Uppsala Group on Multiword Expressions
(Aaron Smith, Alessandro Lenci, Anders Johannsen, Jan Hajic, Marie-Catherine de Marneffe, Veronika Vincze)
The group discussion involved three main topics: the treatment of light verb constructions, the treatment of other MWEs and multiword abbreviations.
Light verb constructions (LVCs)
Currently there are three different approaches in the UD treebanks concerning the treatment of LVCs (see a forthcoming poster at the next PARSEME meeting):
- LVCs are not distinguished from normal verb+argument phrases (as in English), e.g. take a flight to Stockholm is annotated similarly to give a book to Mary: both arguments are attached to the verb
- LVCs are marked structurally (as in Swedish), e.g. in take a flight to Stockholm, Stockholm is attached to flight rather than to the verb
- LVCs are marked with extended labels (as in Hungarian), e.g. in take a flight, flight has a special label (
dobj:lvc
) that marks its syntactic function and its being an LVC component
During the discussion, we argued that in LVCs, the syntactic and semantic heads of the structure are different, hence we should treat syntactic and semantic aspects differently.
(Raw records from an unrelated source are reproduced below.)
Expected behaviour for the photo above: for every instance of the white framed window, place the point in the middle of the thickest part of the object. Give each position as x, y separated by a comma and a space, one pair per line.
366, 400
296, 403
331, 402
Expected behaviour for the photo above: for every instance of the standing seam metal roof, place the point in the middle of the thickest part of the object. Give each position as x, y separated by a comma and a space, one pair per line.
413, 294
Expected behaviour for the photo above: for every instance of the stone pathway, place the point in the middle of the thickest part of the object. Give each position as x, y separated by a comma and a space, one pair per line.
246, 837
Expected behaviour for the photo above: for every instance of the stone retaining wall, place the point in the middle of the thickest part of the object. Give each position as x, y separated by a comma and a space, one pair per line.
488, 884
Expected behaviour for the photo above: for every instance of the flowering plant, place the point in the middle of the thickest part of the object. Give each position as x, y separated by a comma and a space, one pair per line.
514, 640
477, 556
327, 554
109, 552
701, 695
We propose to apply a simple syntactic relation between the verb and its argument at the syntactic level, whereas the argument of the construction should be attached to the noun whenever it is possible (i.e. the noun and the argument can stand on their own without the verb). However, the LVC-ness of the construction should be marked at the semantic level, i.e. as an enhanced relation.
Multiword expressions
As for idioms, we propose a similar annotation scheme: general syntactic labels should be given and idiomacity should be marked at the enhanced (semantic) level.
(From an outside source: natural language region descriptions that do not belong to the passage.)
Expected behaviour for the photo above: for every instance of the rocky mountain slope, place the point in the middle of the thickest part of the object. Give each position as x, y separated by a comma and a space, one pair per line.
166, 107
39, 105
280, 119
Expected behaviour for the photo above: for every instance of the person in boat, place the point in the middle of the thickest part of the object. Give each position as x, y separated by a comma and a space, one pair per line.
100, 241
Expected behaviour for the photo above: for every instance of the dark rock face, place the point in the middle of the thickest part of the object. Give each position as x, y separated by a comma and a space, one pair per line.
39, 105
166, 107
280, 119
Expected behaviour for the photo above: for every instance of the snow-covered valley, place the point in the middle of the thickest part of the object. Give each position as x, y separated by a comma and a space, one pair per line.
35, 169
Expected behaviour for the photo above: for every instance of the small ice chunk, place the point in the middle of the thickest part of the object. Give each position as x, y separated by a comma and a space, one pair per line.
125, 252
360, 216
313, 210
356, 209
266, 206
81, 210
We clarified the definitions of the relations compound
and mwe
(the existing guidelines do not change):
compound
should be applied only for morphosyntactically non-standard constructions (e.g. noun-noun compounds, adjective-adjective compounds, etc.)mwe
should be applied to less transparent constructions that are similar to collocations (e.g. multiword conjunctions)
Multiword abbreviations
Most tokenizers treat MW abbreviations differently, depending on the fact whether it includes a delimiter within (e.g. e.g.) or not (e.g. etc.). Thus this issue is related to tokenization and is still to be resolved. As a preliminary suggestion, however, we agreed that the relation mwe
(or the enhanced relation mwe:abbrev
) should be applied in between the tokens in case MW abbreviations are to be split up.